Sometimes it takes the youngest among us to remember what and why we do what we do. I talk a lot about recycling but what about litter? In my new career with Union Schools serving as video producer for the district, I get to meet bright students working on innovative projects.
Attending Rosa Parks Early Childhood Education Center recently, I met a class of thoughtful, creative, socially-minded three and four year olds.
This past fall, on one of their outside walking adventures, the students started commenting on how much litter lined their fence. As a learning facility, teachers guide students towards group discussions and solutions. So, teacher Lauren Watts asked them, “What is trash?” Andi told her, “Leaves stay outside and the cup goes in the trash.” Taylor replied, “It makes me mad because it’s yucky and we don’t want trash on the ground.
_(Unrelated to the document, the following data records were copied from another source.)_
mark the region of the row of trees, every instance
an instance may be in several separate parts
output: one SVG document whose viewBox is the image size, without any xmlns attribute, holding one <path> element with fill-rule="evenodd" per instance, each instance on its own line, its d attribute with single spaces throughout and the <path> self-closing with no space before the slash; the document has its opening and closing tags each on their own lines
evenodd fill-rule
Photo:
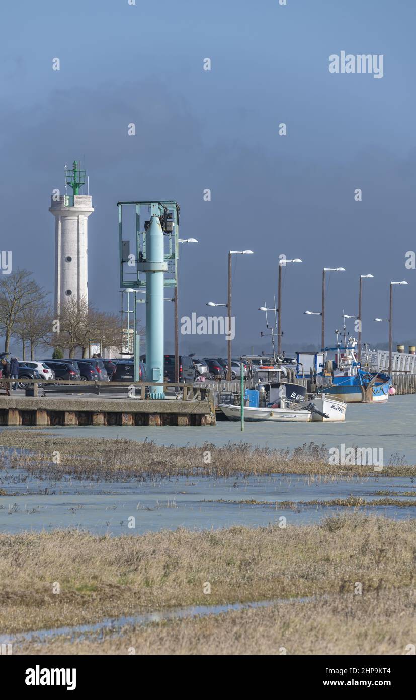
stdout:
<svg viewBox="0 0 416 700">
<path fill-rule="evenodd" d="M 97 311 L 84 299 L 78 302 L 71 298 L 58 319 L 49 297 L 28 270 L 0 277 L 0 335 L 4 337 L 5 352 L 9 351 L 13 337 L 22 344 L 23 359 L 27 359 L 27 346 L 32 360 L 40 346 L 55 348 L 57 354 L 66 351 L 69 357 L 75 357 L 80 349 L 83 357 L 88 356 L 90 340 L 101 342 L 102 348 L 120 349 L 117 314 Z"/>
</svg>

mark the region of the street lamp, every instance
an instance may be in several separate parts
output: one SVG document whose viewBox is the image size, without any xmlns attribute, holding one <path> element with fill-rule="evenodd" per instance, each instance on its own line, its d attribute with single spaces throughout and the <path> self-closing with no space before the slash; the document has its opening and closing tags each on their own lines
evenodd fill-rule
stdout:
<svg viewBox="0 0 416 700">
<path fill-rule="evenodd" d="M 358 295 L 358 354 L 357 354 L 357 361 L 361 363 L 361 301 L 362 301 L 362 288 L 363 288 L 363 279 L 373 279 L 374 275 L 373 274 L 360 274 L 359 276 L 359 294 Z"/>
<path fill-rule="evenodd" d="M 344 267 L 324 267 L 324 270 L 322 270 L 322 311 L 321 313 L 321 316 L 322 317 L 322 331 L 321 339 L 322 350 L 325 347 L 325 272 L 345 272 L 345 270 Z"/>
<path fill-rule="evenodd" d="M 274 326 L 272 326 L 270 327 L 270 330 L 271 330 L 271 333 L 263 333 L 263 332 L 261 332 L 260 335 L 261 336 L 261 337 L 263 337 L 265 335 L 271 335 L 271 346 L 272 346 L 272 348 L 273 348 L 273 362 L 275 363 L 275 361 L 276 361 L 276 357 L 275 357 L 275 333 L 274 333 L 274 332 L 275 332 L 275 330 L 277 328 L 277 324 L 278 324 L 278 320 L 277 320 L 277 318 L 276 318 L 276 312 L 278 311 L 278 309 L 276 308 L 276 298 L 275 298 L 275 297 L 274 298 L 273 300 L 274 300 L 274 302 L 275 302 L 275 306 L 274 306 L 273 309 L 269 309 L 268 307 L 266 307 L 266 302 L 264 302 L 264 307 L 259 307 L 259 311 L 264 311 L 264 312 L 266 312 L 266 328 L 267 329 L 268 329 L 268 327 L 269 327 L 268 326 L 268 321 L 267 320 L 267 312 L 268 311 L 273 311 L 273 312 L 274 312 L 274 314 L 275 314 L 275 325 L 274 325 Z"/>
<path fill-rule="evenodd" d="M 393 285 L 394 284 L 408 284 L 406 279 L 402 279 L 401 282 L 390 282 L 390 320 L 389 322 L 389 374 L 392 375 L 392 351 L 393 351 Z"/>
<path fill-rule="evenodd" d="M 178 238 L 178 243 L 198 243 L 196 238 Z M 176 270 L 176 284 L 173 287 L 173 326 L 174 328 L 174 343 L 175 343 L 175 382 L 179 383 L 179 326 L 178 323 L 178 270 Z"/>
<path fill-rule="evenodd" d="M 378 322 L 385 321 L 389 324 L 389 374 L 392 376 L 393 372 L 393 285 L 394 284 L 408 284 L 406 279 L 402 279 L 401 282 L 390 282 L 390 318 L 375 318 L 374 321 Z"/>
<path fill-rule="evenodd" d="M 228 309 L 228 369 L 227 382 L 231 381 L 231 255 L 252 255 L 252 251 L 230 251 L 228 254 L 228 303 L 224 304 Z M 212 305 L 212 304 L 210 304 Z M 220 304 L 219 304 L 220 305 Z"/>
<path fill-rule="evenodd" d="M 130 293 L 133 292 L 133 293 L 135 293 L 136 291 L 136 289 L 133 289 L 132 287 L 127 287 L 125 289 L 122 290 L 122 292 L 127 292 L 127 353 L 130 352 L 130 314 L 131 313 L 131 312 L 130 310 Z M 123 298 L 122 298 L 122 345 L 123 345 L 123 343 L 122 343 L 122 335 L 123 335 L 123 331 L 122 331 L 122 328 L 123 328 L 123 314 L 122 314 Z"/>
<path fill-rule="evenodd" d="M 279 276 L 278 281 L 278 355 L 282 352 L 282 267 L 286 267 L 287 262 L 301 262 L 300 258 L 294 258 L 292 260 L 286 259 L 279 260 Z"/>
</svg>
If somebody drinks it all and they throw it on the ground, they need to pick it up and put it in the trash can.”
After this conversation, Watts donned her team with plastic gloves and they all went back outside to collect the litter. However, once they’d gathered bits of paper, twine and bottles of all sorts, the children came up with the idea to make “Trash City,” an art project of building and gluing the litter together to form a city built of trash. It will soon be painted and on display in the school’s art lab.
But this wasn’t good enough for the students. They decided they needed a sign reminding people to not litter in their backyard. Again, as a learning facility, Watts allowed the students to find a solution for making the sign, what it should say and even how to hang it. “At first they used tape to tape it up but it quickly blew down. So they came back to the classroom and figured out they needed to punch holes in the sign and gather twist ties to attach it to the fence,” says Watts. “You know, it’d be easy for me to just tell them what to do, but that defeats the purpose of being a learning facility. Watching them discover, collaborate and realize that their ideas have value is priceless.”
To me, this story is a shining example of how intrinsically we all want our space where we live to be clean and pretty. It shows me that we can work together if we remember to listen and learn from each other, and treat others with the respect we want in return. It shows me that when we see something wrong in the world around us, we can and should try to do something about it. I hope more of us remember the lessons learned by and from the littlest among us.